No Evals, No AI: Dijkstra's Humility in the Age of Cursor

The humble programmers of 2025 don’t avoid AI, they build verification scaffolding strong enough to bridge the comprehension gap.

August 24, 2025 · 6 min read

Last week, I watched Cursor generate a 500-line feature implementation in 12 seconds.

The code worked. The tests passed. But, I had no idea what half of it did. So I spent another hour reading every line and making sure it was what I wanted.

We’ve gone all in on Cursor at Atlan. It’s the default recommendation for anyone shipping code.

The promise? Build anything 10x faster. The reality? A weird paradox.

Nothing’s changed by the way, you still are responsible for the correctness of your code. But in a way, everything has changed, the implementation happens in seconds, not hours.

The bottleneck has shifted from writing code to understanding what you’ve written (or generated).

And in this world, I’ve become obsessed with verification. Tests. Schemas. Anything that proves the code does what I think it does.

Because here’s the thing: complexity doesn’t care about your velocity.

This world would have horrified Dijkstra.

Dijkstra’s Warning #

I fell down a rabbit hole recently and found the Edsger W. Dijkstra Archive. You must know him from the shortest path algorithm.

It’s the archive of all of his notes and correspondence on a wide variety of topics. These notes are called EWDs.

Some of these essays are cult classics¹ and you will find them peppered across hackernews.

I want to talk about EWD 340: The Humble Programmer. His 1972 Turing Award lecture, the core observation was simple:

Hardware capabilities improved 1000x
Software complexity grew even faster
Human brain capacity stayed constant
Result: an ever-widening comprehension gap

His solution? Intellectual humility. Recognize our limits. Build within them.
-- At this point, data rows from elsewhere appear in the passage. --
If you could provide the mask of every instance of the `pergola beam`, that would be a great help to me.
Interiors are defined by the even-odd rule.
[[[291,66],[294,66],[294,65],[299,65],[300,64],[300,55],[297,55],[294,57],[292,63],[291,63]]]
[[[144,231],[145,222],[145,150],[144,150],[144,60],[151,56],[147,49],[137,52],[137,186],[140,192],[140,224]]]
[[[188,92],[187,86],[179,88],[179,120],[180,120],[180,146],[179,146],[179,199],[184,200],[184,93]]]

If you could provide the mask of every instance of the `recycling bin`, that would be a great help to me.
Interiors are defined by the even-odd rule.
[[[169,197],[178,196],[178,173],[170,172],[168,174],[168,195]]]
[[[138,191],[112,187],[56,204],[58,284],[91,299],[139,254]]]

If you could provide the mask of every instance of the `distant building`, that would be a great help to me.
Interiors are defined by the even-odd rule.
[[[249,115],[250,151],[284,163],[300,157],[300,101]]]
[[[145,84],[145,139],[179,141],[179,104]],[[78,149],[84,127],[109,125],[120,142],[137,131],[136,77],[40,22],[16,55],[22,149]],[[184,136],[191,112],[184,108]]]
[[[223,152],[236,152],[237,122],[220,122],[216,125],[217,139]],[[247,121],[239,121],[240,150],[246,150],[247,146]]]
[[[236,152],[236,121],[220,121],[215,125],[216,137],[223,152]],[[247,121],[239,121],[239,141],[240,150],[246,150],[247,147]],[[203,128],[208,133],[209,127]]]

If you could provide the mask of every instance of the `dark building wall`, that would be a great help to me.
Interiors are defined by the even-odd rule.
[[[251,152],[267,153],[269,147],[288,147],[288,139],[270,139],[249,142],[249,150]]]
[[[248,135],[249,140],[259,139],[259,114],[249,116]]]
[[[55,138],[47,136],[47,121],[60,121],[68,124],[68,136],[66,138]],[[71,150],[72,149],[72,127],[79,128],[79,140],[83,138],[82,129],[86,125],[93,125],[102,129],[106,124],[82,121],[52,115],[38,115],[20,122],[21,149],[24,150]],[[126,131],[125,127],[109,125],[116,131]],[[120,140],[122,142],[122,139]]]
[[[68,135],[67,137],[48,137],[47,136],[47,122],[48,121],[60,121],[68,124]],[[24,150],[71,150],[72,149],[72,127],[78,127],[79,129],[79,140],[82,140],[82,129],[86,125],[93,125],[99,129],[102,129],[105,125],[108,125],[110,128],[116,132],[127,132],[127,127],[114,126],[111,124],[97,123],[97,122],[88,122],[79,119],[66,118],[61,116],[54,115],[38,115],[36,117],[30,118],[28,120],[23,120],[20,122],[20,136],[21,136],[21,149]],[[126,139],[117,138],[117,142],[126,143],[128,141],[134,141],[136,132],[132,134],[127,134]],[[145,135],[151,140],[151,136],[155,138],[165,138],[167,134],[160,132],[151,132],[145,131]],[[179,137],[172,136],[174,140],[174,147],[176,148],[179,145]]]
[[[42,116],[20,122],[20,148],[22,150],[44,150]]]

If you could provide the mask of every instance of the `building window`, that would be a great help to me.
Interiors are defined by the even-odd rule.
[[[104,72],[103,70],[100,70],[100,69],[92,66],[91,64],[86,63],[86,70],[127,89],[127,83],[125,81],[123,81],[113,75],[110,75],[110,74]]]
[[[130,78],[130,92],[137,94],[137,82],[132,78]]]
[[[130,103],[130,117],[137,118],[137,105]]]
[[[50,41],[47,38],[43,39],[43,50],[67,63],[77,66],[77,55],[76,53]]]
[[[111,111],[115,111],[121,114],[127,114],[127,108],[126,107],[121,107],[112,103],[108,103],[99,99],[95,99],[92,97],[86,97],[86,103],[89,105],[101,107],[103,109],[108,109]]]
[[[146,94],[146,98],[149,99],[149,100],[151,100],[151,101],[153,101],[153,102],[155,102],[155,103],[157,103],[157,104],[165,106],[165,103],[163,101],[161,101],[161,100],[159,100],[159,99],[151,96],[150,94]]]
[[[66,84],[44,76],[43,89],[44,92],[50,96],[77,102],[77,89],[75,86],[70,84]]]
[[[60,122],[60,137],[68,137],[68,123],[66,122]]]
He advocated structured programming. Clear hierarchies. Abstraction layers. Formal methods. Above all, simplicity over cleverness.

Reading it in 2025 feels almost quaint. He worried about GOTO statements. We’re dealing with microservices, distributed systems, and now AI-generated code. His pristine world of mathematically proven programs? Commercially dead.

But he was right about the gap.

Dijkstra witnessed hardware exploding 1000x. We’re witnessing something different. Not just compute power—code generation itself exploded.

Claude code can write entire modules. Cursor implements features from descriptions. The complexity Dijkstra feared? It’s here on steroids. And it’s growing exponentially.

Last month, we needed a distributed lock mechanism. Cursor generated sophisticated code in 30 seconds. Retry logic. Exponential backoff. Lease management. Textbook implementation.

It worked—until it didn’t.

The AI didn’t know our Redis runs in HA mode with Sentinel. Didn’t know about our specific down-after-milliseconds value.

Generated perfect locks for single-instance Redis. Deployed to production? We’d have had split-brain scenarios during failovers.

We caught it because we tested against our actual infrastructure. But here’s the thing: the implementation existed before our understanding did. The code was done in 30 seconds. Comprehension took a full day.

That’s the new reality. We build at machine speed. We understand at human speed.

The New Humility #

Zero-shotting tests with AI is an anti-pattern.

Think about what you’re doing. You implement something with AI assistance. Then ask the same AI to generate tests for it. The AI reads your implementation, infers intent, generates tests that pass.

You’ve tested nothing. You’ve verified the AI agrees with itself.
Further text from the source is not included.